Le Regione chiede al governo di poter richiamare in servizio personale sanitario nelle zone dove il sistema è al limite L’assessore Gallera: presto aprirà a Baggio nell’ex ospedale militare un presidio dedicato solo ai malati di coronavirus
Ottimismo ma anche consapevolezza delle criticità: il sistema sanitario lombardo è sotto controllo ma presenta realtà al limite. Così la Regione corre ai ripari, in caso di ulteriori picchi di contagio, pensa di allestire presidi sanitari temporanei (in pertinenze militari o tendopoli) e di mobilitare il personale medico e paramedico oggi in pensione, richiamandolo in servizio. Non solo, ieri è stato confermata da parte del vice presidente della Lombardia Fabrizio Sala la sospensione delle attività didattiche di atenei e scuole per tutta la prossima settimana (gli spazi saranno comunque accessibili agli addetti per la sanificazione e agli accademici per allestire le lezioni online). Una misura necessaria, secondo la Regione, perché come ha spiegato l’assessore regionale al Welfare Giulio Gallera, in prima linea assieme a tutta la giunta Fontana in questi giorni molto complicati, «le misure adottate domenica scorsa alla luce dei dati sono assolutamente valide e permettono di controllare la diffusione del virus ed evitare che colpisca tutta la Lombardia. Solo con 14 giorni possiamo capire se il contagio si dimezzerà». «Ci sono sessanta guariti, con tampone negativo, e gli accessi giornalieri in ospedale continuano a diminuire -ha precisato Gallera-. Siamo a 615 tamponi positivi realizzati su un totale di 5.723 tamponi realizzati, circa il 12% dice -.Abbiamo 256 pazienti ricoverati, più 80 in terapia intensiva, meno rispetto ieri. Siamo a 23 decessi, tutte persone anziane e con patologie». Solo ieri ce ne sono stati altri 6. Il virus è ancora presente, in fase espansiva, ma dalla Regione sperano che presto possano iniziarsi a vedere gli effetti positivi delle misure assunte una settimana fa. «Bisogna cercare -ha spiegato il governatore Attilio Fontana – di fare in modo che si possano compenetrare le esigenze di rispettare le libertà dei nostri cittadini e la tutela della sanità».
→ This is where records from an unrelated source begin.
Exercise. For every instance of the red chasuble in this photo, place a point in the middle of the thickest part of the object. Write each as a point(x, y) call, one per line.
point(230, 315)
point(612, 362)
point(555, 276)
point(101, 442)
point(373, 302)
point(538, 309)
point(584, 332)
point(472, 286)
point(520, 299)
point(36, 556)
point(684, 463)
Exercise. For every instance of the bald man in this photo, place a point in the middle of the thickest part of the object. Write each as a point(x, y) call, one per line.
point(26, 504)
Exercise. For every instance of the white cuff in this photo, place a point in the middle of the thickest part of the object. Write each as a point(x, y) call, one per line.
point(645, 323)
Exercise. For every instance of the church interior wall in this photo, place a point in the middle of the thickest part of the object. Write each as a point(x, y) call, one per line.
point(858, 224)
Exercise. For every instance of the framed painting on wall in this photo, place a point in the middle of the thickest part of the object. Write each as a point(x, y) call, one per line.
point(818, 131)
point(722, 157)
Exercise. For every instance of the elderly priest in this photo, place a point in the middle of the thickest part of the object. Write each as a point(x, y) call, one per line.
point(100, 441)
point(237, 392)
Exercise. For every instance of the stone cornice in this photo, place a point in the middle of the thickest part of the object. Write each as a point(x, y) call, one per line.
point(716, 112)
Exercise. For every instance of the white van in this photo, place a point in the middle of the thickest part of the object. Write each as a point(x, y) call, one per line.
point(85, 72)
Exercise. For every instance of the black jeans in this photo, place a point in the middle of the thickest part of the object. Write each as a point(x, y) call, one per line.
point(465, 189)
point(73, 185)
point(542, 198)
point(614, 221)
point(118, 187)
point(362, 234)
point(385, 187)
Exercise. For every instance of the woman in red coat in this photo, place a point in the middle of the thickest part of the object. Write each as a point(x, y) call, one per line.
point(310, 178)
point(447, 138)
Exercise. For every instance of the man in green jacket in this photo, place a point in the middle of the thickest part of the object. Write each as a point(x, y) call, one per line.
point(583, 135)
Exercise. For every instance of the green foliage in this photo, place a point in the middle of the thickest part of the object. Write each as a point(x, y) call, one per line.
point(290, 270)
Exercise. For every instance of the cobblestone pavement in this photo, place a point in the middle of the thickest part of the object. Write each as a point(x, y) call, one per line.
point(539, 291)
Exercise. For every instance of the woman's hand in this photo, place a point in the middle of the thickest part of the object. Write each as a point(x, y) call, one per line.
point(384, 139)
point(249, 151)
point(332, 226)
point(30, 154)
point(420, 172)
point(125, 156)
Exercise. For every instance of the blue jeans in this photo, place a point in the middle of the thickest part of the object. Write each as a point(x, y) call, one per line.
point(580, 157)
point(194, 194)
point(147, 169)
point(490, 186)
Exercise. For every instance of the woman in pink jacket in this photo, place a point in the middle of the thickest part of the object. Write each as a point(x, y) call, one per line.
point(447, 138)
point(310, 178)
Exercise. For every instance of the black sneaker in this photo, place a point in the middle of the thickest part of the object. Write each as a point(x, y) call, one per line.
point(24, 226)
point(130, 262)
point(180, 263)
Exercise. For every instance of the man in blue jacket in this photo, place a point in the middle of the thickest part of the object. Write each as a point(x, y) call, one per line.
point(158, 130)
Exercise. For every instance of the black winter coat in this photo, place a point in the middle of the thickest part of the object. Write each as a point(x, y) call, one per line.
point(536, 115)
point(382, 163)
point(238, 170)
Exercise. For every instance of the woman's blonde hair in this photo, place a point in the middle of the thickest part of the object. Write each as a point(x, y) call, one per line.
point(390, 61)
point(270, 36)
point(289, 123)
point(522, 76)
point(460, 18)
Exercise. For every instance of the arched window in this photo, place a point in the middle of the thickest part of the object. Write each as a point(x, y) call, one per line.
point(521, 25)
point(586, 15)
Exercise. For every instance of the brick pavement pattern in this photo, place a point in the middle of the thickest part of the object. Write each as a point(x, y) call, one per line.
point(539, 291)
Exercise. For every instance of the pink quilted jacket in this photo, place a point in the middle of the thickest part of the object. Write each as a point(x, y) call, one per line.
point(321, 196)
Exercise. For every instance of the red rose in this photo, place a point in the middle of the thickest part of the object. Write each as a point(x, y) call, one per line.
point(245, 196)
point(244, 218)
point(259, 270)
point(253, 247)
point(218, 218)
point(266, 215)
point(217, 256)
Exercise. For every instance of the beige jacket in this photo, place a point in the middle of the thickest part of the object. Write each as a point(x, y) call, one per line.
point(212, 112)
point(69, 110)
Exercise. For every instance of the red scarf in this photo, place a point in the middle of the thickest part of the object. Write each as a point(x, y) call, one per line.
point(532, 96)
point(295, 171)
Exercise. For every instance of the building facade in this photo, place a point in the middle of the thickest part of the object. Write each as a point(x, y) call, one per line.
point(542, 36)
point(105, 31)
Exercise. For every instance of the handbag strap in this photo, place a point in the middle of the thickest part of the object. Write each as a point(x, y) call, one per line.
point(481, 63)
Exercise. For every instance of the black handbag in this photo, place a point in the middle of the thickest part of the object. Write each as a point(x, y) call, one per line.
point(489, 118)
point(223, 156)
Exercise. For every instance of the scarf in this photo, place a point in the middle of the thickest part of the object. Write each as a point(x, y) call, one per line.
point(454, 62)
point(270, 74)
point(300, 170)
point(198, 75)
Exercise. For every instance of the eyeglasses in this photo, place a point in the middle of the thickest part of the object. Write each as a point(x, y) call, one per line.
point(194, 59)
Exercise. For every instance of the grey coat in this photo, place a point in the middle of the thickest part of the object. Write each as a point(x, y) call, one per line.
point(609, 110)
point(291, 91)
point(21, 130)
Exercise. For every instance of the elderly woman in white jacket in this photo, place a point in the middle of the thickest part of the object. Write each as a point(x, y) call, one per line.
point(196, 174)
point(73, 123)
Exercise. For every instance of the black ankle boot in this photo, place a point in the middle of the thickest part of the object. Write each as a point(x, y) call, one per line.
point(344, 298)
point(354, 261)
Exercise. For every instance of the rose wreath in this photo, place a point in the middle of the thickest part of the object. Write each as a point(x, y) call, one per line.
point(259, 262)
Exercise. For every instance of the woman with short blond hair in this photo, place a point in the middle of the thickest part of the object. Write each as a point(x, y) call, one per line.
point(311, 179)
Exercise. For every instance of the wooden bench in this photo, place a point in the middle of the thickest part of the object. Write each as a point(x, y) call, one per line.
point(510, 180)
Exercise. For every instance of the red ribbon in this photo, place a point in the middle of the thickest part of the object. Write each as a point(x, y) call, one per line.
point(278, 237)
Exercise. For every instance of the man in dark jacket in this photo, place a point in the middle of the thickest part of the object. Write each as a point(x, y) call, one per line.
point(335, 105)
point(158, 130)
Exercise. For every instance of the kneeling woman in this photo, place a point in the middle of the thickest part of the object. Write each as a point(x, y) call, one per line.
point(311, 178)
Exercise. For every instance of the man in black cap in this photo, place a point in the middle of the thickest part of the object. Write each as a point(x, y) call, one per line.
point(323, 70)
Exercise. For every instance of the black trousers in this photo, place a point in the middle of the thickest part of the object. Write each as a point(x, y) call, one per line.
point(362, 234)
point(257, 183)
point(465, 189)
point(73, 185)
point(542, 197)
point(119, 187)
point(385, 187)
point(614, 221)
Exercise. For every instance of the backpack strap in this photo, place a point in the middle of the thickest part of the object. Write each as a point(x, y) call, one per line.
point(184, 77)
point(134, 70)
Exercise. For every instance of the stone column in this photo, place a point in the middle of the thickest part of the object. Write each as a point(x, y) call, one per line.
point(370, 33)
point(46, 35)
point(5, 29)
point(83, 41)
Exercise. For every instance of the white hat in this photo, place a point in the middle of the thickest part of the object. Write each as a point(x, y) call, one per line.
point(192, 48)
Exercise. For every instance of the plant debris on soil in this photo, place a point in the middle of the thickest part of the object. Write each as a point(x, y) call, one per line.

Per ora il sistema regge ma, se l’epidemia dovesse accelerare, rischia seriamente di far collassare l’organizzazione sanitaria. Da Cremona a Lodi, passando per Milano, è la prospettiva che filtra degli ospedali lombardi dove da venerdì 20 febbraio si lavora senza sosta per l’emergenza coronavirus, curando centinaia di contagiati. «L’ospedale di Cremona è quello più sotto pressione assieme a quello di Lodi», ha detto ancora Gallera, che ha lanciato l’idea di «un albo delle disponibilità di figure professionali da utilizzare di volta in volta. Abbiamo bisogno di personale specializzato. Stiamo interloquendo col governo per inserire la possibilità di assunzione di pensionati, sia medici che infermieri». Non solo: la soluzione, ha detto ancora l’ assessore, è quella di «individuare alcuni presidi ospedalieri in cui collocare solo i pazienti con coronavirus in modo da poterli gestire in modo più strutturato e organizzato». E proprio in questa ottica, «da martedì si attiverà l’ex ospedale militare di Baggio».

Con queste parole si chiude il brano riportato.